St. Mary’s Hospital
Awhile ago, I began receiving mail from a Flickr member in the Wicker Park area regarding peregrine sightings at St. Mary’s Hospital. Kevin turned out to be a very good source of information as he checked in on the sight with some regularity and always had his camera in tow.
I wanted to document the sightings here so that we have it on hand. Several people from our program have gone out to St. Mary’s and they, too, have seen a peregrine – though only a single bird. Kevin, on the other hand, has not only seen two birds at one time, but has also gotten photos. So, we are keeping close watch on the sight and will do so next year as well.
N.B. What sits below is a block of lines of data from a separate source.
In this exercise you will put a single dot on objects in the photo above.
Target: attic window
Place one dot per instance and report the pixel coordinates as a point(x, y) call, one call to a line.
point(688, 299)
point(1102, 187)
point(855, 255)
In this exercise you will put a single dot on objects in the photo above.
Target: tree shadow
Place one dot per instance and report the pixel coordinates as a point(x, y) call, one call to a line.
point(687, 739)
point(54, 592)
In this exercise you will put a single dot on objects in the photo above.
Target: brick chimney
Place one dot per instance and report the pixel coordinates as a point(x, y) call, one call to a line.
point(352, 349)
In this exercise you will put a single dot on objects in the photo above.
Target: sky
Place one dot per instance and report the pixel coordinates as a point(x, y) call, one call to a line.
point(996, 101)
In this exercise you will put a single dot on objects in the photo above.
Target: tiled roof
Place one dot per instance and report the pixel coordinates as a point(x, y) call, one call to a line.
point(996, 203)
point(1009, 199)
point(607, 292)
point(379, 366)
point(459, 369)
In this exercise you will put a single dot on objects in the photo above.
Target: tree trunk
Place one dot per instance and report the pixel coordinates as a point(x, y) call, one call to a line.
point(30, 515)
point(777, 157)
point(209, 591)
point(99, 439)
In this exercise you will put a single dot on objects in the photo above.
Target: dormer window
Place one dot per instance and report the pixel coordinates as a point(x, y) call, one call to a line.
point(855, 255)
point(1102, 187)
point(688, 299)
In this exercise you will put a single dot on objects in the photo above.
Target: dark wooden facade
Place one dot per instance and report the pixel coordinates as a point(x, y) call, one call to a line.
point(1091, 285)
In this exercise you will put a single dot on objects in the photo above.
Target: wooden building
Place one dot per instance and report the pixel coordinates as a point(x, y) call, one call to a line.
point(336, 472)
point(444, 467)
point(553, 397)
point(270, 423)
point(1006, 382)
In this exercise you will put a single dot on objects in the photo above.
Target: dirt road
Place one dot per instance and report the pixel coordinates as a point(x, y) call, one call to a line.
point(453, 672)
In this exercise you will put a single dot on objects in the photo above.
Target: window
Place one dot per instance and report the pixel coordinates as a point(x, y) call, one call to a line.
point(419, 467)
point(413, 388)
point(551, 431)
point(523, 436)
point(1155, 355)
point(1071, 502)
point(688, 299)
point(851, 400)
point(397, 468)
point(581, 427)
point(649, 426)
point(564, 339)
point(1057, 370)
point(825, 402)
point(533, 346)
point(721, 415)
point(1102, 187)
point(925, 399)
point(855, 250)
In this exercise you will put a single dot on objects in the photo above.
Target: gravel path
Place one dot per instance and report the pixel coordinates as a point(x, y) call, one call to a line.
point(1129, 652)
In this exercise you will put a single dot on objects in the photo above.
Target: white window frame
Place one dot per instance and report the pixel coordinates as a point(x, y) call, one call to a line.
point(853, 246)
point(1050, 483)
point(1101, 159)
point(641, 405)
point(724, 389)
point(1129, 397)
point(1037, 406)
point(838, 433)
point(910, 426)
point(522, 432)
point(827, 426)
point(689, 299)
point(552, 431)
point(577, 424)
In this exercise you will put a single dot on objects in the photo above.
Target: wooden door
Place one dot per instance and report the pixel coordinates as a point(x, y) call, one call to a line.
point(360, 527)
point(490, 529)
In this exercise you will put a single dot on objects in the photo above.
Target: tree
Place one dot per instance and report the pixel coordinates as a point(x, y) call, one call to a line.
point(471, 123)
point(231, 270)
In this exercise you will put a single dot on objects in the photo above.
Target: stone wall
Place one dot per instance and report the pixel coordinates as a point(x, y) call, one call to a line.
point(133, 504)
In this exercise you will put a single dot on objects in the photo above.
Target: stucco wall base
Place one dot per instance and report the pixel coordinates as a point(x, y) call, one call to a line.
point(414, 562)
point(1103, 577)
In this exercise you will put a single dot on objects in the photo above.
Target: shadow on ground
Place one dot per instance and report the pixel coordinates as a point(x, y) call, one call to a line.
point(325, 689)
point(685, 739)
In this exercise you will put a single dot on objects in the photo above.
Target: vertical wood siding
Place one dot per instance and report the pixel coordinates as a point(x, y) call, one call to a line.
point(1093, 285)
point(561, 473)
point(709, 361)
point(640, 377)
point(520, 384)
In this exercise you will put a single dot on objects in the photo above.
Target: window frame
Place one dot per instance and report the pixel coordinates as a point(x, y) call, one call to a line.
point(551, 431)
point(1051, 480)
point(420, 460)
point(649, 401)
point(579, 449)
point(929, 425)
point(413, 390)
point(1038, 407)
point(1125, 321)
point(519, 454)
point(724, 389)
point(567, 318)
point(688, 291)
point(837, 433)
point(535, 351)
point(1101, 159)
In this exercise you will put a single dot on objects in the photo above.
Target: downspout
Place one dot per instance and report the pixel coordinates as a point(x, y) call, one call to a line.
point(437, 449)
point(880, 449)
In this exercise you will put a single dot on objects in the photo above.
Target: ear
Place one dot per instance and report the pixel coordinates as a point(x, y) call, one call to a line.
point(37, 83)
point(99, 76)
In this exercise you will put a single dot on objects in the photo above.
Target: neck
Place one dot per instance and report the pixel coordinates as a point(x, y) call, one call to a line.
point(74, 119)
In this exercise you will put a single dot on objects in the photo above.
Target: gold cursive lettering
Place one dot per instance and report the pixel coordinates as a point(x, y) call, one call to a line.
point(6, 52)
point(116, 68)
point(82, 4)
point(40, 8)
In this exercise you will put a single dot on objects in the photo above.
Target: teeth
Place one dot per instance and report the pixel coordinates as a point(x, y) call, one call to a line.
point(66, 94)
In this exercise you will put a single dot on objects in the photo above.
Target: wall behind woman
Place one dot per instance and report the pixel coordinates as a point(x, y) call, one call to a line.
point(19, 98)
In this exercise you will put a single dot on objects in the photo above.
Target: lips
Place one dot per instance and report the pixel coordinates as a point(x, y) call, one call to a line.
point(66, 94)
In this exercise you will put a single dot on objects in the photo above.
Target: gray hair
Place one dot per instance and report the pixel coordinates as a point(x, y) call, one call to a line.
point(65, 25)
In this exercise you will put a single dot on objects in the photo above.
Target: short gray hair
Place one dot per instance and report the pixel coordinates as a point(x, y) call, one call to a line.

Here’s Kevin’s missives to me:
(April 30, 2008) (The Pictures)
Maybe it’s just a case of falcon fever, but over the past couple of days I think I might have spotted a pair on top of St. Mary’s Hospital, on West Division between Leavitt and Oakley. I uploaded a pic to my Flickr page… it’s not very good, and I’ll keep trying to get a better shot if they stick around.
(May 15, 2008)
Thought you’d like an update… since my first sighting of a peregrine on St. Mary’s Hospital on April 30, it has stuck around, with sightings to date on May 2, 3, 5, 9, 10, and 12. I still have not managed to confirm two birds at once, although the way a bird appears on the hospital roof so quickly after one zooms off into the distance makes me optimistic.
(May 24th, 2008) (The Pictures)
I took an early jaunt past St. Mary’s this morning, and am happy to report a pair! The male never moved from the northwest corner; the female was away when I arrived, but came and went a couple of times at the southwest corner. Photos to follow.
This is exactly the type of thing that I was hoping would happen when I created the Flickr group Midwest Peregrine Falcons. I have been so thrilled to get Flickr mail and regular email from so many people across the midwest this year! It feels like we’ve added so many names to the friends of the peregrines list. Keep it coming, guys! And Kevin, great job! You have our ear and we’re on the case.